CHINESE CUCUMBER SALAD

Chinese Spicy Cucumber Salad

qiang huang gua

We discovered this simple cucumber salad whilst living in Beijing in 2007 and we have never forgotten it since. Liang cai, cold dishes like these, are traditionally served at the beginning of the meal, unlike the deep-fried nonsense that is served at Chinese restaurants in the West. Without fail, this little cucumber number is present at the dinner table every time we throw a Chinese dinner party. It is such a crowd pleaser and so easy to make. It is truly mind-boggling how this quintessentially Chinese dressing can transform an ordinary vegetable into an explosion of flavours in your mouth.

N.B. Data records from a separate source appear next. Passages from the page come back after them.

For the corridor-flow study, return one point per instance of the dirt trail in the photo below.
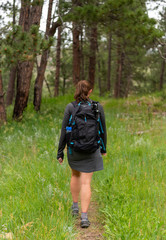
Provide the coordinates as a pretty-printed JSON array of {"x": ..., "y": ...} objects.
[{"x": 95, "y": 231}]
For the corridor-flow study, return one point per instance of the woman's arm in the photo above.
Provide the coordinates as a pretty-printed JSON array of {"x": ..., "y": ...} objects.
[
  {"x": 103, "y": 133},
  {"x": 62, "y": 141}
]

This recipe only scratches the surface to the rich tradition of frugal, healthy and delicious Chinese home cooking with vegetables as the focus. As Fuchsia Dunlop so accurately puts it:

"With all the fuss over the Mediterranean diet, people in the West tend to forget that the Chinese have a system of eating that is equally healthy, balanced, sustainable and pleasing. Perhaps it's the dominance of Chinese restaurant food - with its emphasis on meat, seafood and deep-frying as a cooking method - that has made us overlook the fact that typical Chinese home cooking is centred on grains and vegetables."

- Fuchsia Dunlop

Good thing about these cold dishes, is that they can be made in advance and ready on the table when guests arrive. Chilli, garlic, ginger, sesame and Sichuan peppercorn come together to deliver a dish that is not only bursting with nutrition and antioxidant properties but also utterly addictive and moreish.

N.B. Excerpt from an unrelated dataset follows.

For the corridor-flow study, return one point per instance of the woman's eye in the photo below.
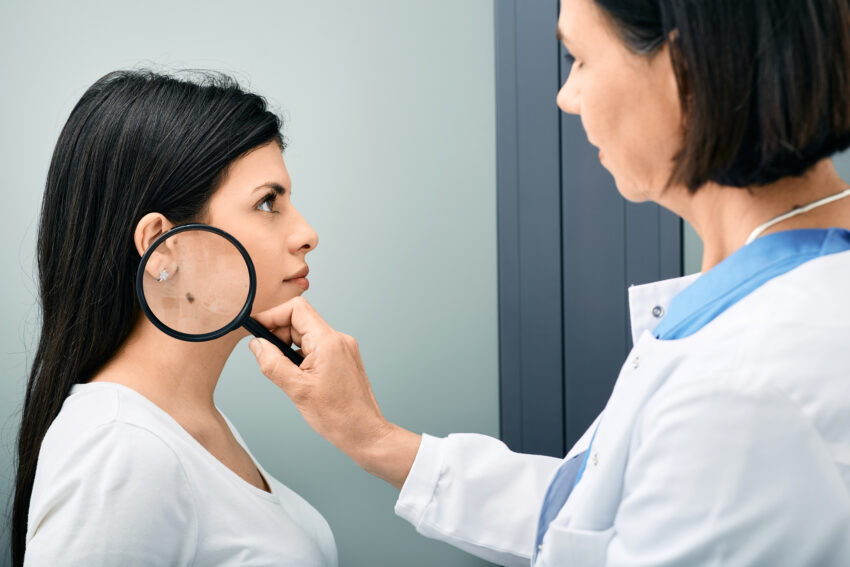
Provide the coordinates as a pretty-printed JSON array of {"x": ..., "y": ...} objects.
[{"x": 266, "y": 204}]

The original recipe is actually not strictly raw as it calls to heat the oil, cook the chilli and peppercorn but I have transformed this into a raw salad that is just divine and actually much quicker and simpler to make. As always, my knowledge of traditional Chinese recipes and flavours continues to inspire my healthy cooking and to transform genuine Chinese dishes into delicious, vibrant and nutritious raw dishes.

Cucumber cuddles,
Marie

Ingredients:

  • 1 long cucumber
  • 2 tablespoons tamari
  • 1 tablespoon black vinegar
  • 2 tablespoons sesame oil
  • 3 garlic cloves, finely chopped
  • 1 tablespoon of ginger, minced
  • To garnish:
  • 1 small red chilli, finely chopped
  • handful of fresh coriander, coarsely chopped
  • Pinch of ground Sichuan peppercorn

Instructions:

1. Slice off the two ends of the cucumber. Then cut the cucumber into thin slices with a good knife or a mandolin.

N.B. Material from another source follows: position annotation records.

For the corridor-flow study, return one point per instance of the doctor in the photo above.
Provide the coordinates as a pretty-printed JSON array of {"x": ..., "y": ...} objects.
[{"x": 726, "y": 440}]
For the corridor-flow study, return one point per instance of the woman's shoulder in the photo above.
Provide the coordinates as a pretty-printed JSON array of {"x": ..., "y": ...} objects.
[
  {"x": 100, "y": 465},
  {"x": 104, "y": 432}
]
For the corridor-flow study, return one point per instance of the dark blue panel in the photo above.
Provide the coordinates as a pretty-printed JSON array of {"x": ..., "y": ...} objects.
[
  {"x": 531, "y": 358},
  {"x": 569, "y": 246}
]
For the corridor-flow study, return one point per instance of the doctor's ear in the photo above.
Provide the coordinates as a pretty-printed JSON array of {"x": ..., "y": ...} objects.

2. Pour tamari, black vinegar, sesame oil, garlic and ginger in the bowl with the cucumber slices. Mix thoroughly and leave to marinate.

3. Adjust seasoning with salt (or tamari) and vinegar to taste. Ideally leave to marinate for a few hours for maximum depth of flavour, but it will still taste divine immediately.

4. Garnish with fresh red chilli, fresh coriander and a pinch of ground Sichuan peppercorn.